A Silver Lining to the Economic Cloud

07/11/2011 7:30 am EST


Peter Way

Founder and CIO, Peter Way Associates

Gold held its own during the market turbulence, but silver has been all over the place… that may be changing for the good, notes Peter Way in Block Traders' ETF Monitor.

Arriving at my first investment industry job, with a fresh-minted MBA and a still-untested BS in Economics, my employer’s spokesman—a renowned economist, advised me: “Only in the USA do they teach economics. Everywhere else in the world, they teach Political Economics.”

The longer I studied the investment scene, the more I came to understand just how much BS there is in the subject of economics. This was back in the late 1950s and early ‘60s, when computers were precious grunt-work machines, too valuable at handling great volumes of repetitious jobs to be squandered on the esoterica of economic theory—let alone pondering how to evaluate the future values of common stocks.

Politics then was dominated by world power balances and the Cold War, not by how a country might spend its way out of a recession or a foreign adventure.

Economics did not dominate US political considerations the way it has come to now. We were the 800-pound gorilla of military, business, and technology. The US dollar was the unquestioned world medium of exchange.

A wise person once said, “The only constant is change.” Now the rest of the world is catching up on many of the advantages we once had mostly to ourselves.

It remains to be seen how well we will compete in these increasingly rigorous surroundings. But some major changes in the country’s evolved political orientation must come about before the US is forced to join Rome, the UK, and other once-dominant governments.

One of the most apparent change factors in our lifetimes is evident in the field of communication. Some of us were born before TV. Many others before the Internet.

Most investment professionals alive today have seen markets evolve from stock quotes in fractions of a point to decimal numbers sometimes having five or more digits of significance. Along with that, new quotes and response times in nanoseconds.

When Greece’s (or any PIIGS) politicians get crazy with their country’s income and spending balance, it quickly gets transmitted to the worldwide, interconnected marketplace.

One not just dealing with bonds, but stocks, commodities, and currencies. And one where political patience can wear out, magnified by the anticipations of players in the marketplaces.

It can happen, even when the pig happens to control what at the moment is the world’s basic monetary exchange currency. If it does, the transformation from what has been to what may be next will be sudden.

We can hope that the ending of “quantitative easing,” and the implication that a QE3 or 4 is unlikely, will be followed by some real budgetary retrenchments. Like the flushing of a $6 to $7 billion a year methanol boondoggle.

Our government needs to be forced to prioritize its spending into those things that are constitutional and essential, instead of what helps private industry get a leg up on its competition.

How we do that, I don’t know, but it is evident that the whole beltway bureaucracy crowd, regardless of political party, is of a common mind to resist. What they have to sell is the power to plunder the treasury. It won’t be surrendered easily.

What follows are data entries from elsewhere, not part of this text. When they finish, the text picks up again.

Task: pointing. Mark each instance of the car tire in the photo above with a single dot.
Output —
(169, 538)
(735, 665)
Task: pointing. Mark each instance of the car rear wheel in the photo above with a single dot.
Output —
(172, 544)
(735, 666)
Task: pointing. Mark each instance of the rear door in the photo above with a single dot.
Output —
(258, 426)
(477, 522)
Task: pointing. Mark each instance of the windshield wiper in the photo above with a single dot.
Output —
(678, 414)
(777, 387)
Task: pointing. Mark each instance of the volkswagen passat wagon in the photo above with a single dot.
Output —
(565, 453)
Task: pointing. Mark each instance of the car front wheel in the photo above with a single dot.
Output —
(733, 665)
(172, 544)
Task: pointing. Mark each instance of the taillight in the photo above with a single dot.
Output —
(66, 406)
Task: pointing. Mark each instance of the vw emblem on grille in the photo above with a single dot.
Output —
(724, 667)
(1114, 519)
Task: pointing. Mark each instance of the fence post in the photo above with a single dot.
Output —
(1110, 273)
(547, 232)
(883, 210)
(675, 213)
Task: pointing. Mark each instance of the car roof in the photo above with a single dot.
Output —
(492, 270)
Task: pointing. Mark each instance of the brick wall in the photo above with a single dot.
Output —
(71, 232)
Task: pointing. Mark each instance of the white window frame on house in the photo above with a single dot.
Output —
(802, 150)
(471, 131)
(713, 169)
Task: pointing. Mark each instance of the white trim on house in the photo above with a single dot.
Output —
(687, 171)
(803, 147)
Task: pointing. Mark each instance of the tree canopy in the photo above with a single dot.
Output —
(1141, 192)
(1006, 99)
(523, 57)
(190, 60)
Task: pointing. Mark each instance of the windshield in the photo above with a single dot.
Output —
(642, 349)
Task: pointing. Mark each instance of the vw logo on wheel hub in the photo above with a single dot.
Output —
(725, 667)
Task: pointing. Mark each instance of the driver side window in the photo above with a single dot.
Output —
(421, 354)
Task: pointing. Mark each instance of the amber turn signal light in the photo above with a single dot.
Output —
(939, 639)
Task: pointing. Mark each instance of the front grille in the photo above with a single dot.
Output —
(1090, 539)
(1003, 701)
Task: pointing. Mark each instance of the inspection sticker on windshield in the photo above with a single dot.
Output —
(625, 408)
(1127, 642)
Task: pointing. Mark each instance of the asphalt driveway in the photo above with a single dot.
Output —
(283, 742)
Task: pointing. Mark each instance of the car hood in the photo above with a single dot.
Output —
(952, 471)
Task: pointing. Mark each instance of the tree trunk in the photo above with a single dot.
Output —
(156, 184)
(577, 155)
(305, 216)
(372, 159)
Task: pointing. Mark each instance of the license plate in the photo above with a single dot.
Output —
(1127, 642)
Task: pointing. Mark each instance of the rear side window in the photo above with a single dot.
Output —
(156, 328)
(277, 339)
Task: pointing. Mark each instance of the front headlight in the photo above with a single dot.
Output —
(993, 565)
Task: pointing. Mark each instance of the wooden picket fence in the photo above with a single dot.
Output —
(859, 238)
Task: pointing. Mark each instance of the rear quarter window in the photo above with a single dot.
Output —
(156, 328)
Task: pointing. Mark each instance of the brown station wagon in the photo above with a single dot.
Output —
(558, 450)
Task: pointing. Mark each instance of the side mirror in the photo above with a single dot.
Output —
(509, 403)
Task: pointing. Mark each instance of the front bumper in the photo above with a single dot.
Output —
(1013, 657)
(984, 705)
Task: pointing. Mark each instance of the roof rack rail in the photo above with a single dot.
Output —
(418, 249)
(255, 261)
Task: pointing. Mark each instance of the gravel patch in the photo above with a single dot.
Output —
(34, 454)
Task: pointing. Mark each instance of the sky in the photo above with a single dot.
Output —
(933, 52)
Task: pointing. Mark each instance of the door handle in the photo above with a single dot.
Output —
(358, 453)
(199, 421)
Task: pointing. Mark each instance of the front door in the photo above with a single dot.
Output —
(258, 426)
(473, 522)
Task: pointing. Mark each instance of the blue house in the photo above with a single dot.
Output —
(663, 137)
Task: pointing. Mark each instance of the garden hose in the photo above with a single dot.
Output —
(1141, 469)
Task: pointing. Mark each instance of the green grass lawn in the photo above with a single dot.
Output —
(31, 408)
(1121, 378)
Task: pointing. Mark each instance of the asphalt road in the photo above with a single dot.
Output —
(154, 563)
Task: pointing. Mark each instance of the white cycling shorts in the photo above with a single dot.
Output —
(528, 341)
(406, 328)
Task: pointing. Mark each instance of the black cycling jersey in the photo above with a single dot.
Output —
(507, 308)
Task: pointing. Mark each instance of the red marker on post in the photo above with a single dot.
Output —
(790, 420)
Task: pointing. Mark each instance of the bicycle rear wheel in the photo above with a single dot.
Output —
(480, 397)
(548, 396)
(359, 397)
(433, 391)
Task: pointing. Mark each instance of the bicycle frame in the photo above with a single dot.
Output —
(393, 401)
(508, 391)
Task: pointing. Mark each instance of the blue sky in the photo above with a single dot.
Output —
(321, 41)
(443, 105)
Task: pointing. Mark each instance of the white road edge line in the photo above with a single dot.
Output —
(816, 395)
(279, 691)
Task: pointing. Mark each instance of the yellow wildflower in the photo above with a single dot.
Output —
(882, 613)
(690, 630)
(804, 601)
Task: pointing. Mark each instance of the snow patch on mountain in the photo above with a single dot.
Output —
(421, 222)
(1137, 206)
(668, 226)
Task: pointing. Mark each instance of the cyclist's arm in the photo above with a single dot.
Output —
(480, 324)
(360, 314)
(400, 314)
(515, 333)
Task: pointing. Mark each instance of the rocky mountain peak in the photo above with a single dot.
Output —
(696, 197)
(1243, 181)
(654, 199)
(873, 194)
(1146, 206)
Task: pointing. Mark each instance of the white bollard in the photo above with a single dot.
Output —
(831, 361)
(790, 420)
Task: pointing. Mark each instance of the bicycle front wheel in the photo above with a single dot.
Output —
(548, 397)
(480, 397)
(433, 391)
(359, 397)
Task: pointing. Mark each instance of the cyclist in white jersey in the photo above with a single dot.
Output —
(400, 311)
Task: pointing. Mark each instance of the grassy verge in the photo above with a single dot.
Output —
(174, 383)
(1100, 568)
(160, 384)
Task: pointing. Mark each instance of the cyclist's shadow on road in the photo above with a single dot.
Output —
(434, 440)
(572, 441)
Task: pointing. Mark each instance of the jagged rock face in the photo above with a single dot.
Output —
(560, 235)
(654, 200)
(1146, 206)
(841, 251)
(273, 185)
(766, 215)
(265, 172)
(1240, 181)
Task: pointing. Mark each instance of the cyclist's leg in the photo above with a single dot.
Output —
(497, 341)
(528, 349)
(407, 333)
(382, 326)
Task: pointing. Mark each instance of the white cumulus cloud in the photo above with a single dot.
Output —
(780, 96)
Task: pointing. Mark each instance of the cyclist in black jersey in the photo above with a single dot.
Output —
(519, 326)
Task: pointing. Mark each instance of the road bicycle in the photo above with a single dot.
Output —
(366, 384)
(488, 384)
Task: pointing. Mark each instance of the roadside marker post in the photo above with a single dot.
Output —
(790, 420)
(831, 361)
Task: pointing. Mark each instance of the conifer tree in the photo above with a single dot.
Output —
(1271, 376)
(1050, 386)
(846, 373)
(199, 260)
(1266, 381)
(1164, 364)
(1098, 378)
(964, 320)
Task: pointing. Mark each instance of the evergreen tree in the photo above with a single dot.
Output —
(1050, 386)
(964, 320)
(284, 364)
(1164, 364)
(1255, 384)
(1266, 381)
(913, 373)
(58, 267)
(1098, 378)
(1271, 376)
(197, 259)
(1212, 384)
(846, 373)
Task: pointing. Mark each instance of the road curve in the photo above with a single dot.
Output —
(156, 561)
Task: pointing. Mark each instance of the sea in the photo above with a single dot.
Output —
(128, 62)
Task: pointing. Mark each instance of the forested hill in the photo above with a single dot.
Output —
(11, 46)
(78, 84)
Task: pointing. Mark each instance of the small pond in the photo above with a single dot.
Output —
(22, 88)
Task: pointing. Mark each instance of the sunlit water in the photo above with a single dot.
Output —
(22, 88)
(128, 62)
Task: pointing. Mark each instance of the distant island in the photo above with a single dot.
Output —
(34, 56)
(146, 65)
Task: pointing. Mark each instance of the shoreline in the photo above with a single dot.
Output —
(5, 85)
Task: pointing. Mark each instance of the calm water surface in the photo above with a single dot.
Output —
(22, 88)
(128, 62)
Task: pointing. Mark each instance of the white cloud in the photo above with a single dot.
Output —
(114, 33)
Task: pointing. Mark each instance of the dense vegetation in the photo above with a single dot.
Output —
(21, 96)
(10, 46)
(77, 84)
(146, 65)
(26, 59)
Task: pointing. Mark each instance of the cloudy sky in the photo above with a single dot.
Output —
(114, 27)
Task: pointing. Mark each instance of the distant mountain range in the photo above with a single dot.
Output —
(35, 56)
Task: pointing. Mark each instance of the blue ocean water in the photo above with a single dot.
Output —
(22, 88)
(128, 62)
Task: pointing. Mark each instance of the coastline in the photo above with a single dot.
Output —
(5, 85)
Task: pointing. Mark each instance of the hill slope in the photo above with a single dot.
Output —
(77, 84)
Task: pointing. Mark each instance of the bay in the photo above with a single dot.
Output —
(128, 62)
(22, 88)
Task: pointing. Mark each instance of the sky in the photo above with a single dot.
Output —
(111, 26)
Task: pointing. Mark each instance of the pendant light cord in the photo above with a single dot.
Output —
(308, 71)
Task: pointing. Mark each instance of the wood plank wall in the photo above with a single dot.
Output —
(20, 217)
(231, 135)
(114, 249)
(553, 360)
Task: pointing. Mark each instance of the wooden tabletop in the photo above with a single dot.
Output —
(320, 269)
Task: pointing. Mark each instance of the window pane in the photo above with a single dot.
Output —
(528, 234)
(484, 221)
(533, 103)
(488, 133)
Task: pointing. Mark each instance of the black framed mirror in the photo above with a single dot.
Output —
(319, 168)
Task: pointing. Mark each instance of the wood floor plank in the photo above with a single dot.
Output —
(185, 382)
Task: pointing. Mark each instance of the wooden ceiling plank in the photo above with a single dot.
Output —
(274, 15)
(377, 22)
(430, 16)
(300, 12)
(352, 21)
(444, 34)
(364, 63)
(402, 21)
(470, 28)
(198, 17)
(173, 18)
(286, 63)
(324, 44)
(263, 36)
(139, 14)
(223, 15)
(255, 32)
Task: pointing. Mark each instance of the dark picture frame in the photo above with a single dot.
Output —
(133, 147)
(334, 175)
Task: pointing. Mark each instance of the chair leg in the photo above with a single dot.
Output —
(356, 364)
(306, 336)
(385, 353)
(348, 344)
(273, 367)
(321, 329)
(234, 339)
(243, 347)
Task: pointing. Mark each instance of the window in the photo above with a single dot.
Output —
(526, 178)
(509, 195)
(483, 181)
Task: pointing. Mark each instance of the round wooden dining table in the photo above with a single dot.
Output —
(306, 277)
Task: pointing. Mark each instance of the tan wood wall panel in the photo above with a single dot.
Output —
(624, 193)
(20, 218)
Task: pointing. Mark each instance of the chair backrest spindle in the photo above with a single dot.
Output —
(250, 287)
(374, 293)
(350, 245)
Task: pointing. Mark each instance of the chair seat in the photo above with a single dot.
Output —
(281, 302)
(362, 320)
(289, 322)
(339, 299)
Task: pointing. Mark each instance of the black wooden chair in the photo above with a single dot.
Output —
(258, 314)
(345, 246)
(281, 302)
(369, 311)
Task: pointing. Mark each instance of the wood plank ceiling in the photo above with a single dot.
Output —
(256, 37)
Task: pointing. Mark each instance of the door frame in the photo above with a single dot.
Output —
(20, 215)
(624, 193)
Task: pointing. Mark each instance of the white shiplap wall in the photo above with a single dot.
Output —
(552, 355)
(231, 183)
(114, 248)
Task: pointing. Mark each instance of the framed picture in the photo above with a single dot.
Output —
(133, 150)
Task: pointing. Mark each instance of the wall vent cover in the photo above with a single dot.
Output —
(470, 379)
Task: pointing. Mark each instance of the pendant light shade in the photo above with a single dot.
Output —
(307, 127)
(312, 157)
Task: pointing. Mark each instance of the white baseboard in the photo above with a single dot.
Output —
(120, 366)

Since an accelerator of change is the anticipation factor in markets, it is important that both citizens and investors stay alert to developments that may warn of deterioration in the attitude of ex-US investors toward the true value of the US dollar.

Another obvious arena is fixed-income investments, particularly US Government bonds. But for some time now, this has been a rigged, artificial market controlled by Federal Reserve actions, at the behest of the US Government. Our analysis in that domain has no meaning because of those conspirators.

Early and obviously, price change in gold has tracked the world’s evaluation of the dollar—from a $430 average in 2005 (itself a record) to $1550 now, an 18% a year depreciation.

Present gold-futures prices anticipate another 13% loss of value by 2016. Gold’s price path in ETFs has been fairly steady upwards, while silver has been volatile.

The silver market is much smaller and susceptible to influence by more limited amounts of capital, so our information from time to time can be quite productive. This may be such a time.